As I walk into the woods at 5:30 in the morning, I can feel the crisp,cool air filling my lungs. It is early October and I am getting out into the woods for my first hunt of the year. It is pitch black and all I can see is what is lit up by my headlamp. Crossing the creek just about to my tree stand I feel that familiar feeling of anticipation and how anxious I had been to get back into the woods. It has been far too long.
Once to my tree, the sun just getting ready to rise above the horizon, I begin to climb. My feet are firmly planted on the screw-in pegs that I had put in when I put the stand in. After the invigorating climb twenty five feet up into my tree stand, I begin to pull up my bow and arrow.

Finally, I am situated into my stand and ready to relax. There is something about sitting in a tree, in below freezing weather, that has a calming effect on me. The tree sways back and forth in the wind and creaks and moans like it is alive underneath you. When I close my eyes, I can really take in my surroundings before the sun fully comes up.

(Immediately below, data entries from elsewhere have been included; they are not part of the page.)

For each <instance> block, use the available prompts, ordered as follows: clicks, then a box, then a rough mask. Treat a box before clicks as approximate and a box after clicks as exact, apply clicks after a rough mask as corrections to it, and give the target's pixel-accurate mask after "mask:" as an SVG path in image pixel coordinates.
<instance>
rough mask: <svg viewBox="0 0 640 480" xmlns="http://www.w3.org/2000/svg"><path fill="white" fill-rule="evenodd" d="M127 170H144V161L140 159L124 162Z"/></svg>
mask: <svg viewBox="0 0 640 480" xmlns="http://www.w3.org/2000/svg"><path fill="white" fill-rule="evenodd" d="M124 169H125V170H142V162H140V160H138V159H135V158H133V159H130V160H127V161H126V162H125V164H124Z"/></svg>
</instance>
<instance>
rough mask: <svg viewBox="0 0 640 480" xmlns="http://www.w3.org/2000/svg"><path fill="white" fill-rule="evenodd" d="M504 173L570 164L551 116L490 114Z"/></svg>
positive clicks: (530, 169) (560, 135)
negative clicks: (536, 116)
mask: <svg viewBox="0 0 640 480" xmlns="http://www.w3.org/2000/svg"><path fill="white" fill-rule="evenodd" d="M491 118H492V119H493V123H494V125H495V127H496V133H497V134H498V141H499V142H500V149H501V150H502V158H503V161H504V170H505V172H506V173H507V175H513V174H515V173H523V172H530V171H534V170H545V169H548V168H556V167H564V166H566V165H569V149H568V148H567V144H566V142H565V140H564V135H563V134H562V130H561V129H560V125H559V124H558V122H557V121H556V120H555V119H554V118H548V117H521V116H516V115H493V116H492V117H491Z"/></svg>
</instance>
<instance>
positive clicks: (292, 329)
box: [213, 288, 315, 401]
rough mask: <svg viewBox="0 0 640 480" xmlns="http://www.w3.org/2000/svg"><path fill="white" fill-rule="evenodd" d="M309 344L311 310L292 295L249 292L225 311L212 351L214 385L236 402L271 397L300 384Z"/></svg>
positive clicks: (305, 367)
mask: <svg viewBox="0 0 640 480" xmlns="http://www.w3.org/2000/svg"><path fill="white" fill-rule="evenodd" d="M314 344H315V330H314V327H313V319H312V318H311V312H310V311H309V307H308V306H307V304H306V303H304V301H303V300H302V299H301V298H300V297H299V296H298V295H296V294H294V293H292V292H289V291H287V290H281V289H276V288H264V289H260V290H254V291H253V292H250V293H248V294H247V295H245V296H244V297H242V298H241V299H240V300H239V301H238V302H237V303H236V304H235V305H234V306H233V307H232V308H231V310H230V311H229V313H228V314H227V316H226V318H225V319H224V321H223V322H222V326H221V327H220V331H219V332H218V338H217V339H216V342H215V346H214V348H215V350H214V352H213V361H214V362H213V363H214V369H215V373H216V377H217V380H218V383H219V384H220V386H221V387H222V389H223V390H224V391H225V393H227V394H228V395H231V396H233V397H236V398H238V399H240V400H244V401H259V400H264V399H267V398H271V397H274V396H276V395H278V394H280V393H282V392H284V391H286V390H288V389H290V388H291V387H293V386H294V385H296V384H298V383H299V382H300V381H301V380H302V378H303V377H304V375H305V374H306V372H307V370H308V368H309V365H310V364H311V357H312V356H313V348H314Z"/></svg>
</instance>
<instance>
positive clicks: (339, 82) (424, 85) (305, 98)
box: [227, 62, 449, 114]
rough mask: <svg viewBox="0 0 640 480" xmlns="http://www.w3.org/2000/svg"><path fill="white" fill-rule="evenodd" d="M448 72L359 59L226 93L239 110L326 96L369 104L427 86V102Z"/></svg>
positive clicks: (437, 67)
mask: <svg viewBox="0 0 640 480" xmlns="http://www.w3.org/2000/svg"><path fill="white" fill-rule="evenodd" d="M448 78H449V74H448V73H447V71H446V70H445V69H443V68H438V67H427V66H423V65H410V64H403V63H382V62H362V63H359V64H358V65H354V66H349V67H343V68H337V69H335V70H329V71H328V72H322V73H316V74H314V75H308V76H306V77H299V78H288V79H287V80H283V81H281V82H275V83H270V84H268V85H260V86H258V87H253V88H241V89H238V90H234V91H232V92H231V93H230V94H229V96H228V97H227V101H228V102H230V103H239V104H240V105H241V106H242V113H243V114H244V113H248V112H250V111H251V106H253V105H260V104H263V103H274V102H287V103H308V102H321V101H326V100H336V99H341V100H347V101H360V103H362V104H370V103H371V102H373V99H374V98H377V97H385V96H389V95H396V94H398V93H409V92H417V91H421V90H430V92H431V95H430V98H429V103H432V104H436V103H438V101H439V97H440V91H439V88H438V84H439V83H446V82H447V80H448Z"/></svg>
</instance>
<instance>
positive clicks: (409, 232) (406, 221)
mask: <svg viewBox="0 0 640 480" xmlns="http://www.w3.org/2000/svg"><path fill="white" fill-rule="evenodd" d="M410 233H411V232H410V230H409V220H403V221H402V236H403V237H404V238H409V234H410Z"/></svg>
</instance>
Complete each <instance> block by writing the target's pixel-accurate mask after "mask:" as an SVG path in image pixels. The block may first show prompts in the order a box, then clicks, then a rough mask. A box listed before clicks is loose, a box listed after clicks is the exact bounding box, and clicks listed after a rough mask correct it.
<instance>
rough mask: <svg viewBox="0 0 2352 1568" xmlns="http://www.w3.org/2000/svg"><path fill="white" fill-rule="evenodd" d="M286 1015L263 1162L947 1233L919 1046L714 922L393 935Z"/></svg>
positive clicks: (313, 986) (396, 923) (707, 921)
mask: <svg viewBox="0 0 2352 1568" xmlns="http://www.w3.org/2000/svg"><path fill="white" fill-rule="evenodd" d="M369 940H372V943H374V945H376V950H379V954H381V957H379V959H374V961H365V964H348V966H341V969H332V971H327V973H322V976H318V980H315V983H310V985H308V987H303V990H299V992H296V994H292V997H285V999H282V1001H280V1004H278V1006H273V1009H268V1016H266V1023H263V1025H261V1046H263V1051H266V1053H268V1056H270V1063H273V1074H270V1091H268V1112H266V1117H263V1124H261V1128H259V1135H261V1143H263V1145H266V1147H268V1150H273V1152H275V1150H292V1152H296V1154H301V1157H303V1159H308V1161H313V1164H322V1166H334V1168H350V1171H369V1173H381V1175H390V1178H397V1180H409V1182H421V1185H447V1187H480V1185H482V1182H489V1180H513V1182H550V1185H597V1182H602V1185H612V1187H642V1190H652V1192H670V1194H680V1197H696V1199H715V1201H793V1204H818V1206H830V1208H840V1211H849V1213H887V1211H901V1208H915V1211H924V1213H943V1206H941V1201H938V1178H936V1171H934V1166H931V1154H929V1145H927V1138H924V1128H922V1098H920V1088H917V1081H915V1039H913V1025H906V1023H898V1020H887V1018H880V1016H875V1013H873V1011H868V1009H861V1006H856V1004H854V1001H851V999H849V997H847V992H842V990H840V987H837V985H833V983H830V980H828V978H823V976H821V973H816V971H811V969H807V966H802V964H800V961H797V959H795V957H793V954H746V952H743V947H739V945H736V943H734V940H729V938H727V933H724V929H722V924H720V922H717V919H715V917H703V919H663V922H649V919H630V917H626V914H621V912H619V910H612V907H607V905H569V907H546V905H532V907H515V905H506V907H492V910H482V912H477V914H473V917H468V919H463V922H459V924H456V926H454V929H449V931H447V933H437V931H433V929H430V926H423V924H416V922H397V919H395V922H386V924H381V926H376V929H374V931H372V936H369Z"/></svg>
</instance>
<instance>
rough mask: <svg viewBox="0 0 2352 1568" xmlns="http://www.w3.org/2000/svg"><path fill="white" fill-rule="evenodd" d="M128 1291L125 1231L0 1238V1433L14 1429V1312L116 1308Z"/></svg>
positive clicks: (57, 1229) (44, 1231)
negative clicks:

Listening to the wind whip through the trees, the wildlife become to come to life. Everything seems to come out with the sun, all at once, like a gift for me and only me to see that morning.
Set up on a river bank tends to always allow for the most wildlife viewing. Once the sun is up enough that I can make out what everything is, I begin to look around. Nothing knows that I am there, I am secluded up in my tree hidden from the world, with the perfect spot to spy. This is the key place that I could sit for hours upon hours and never get bored.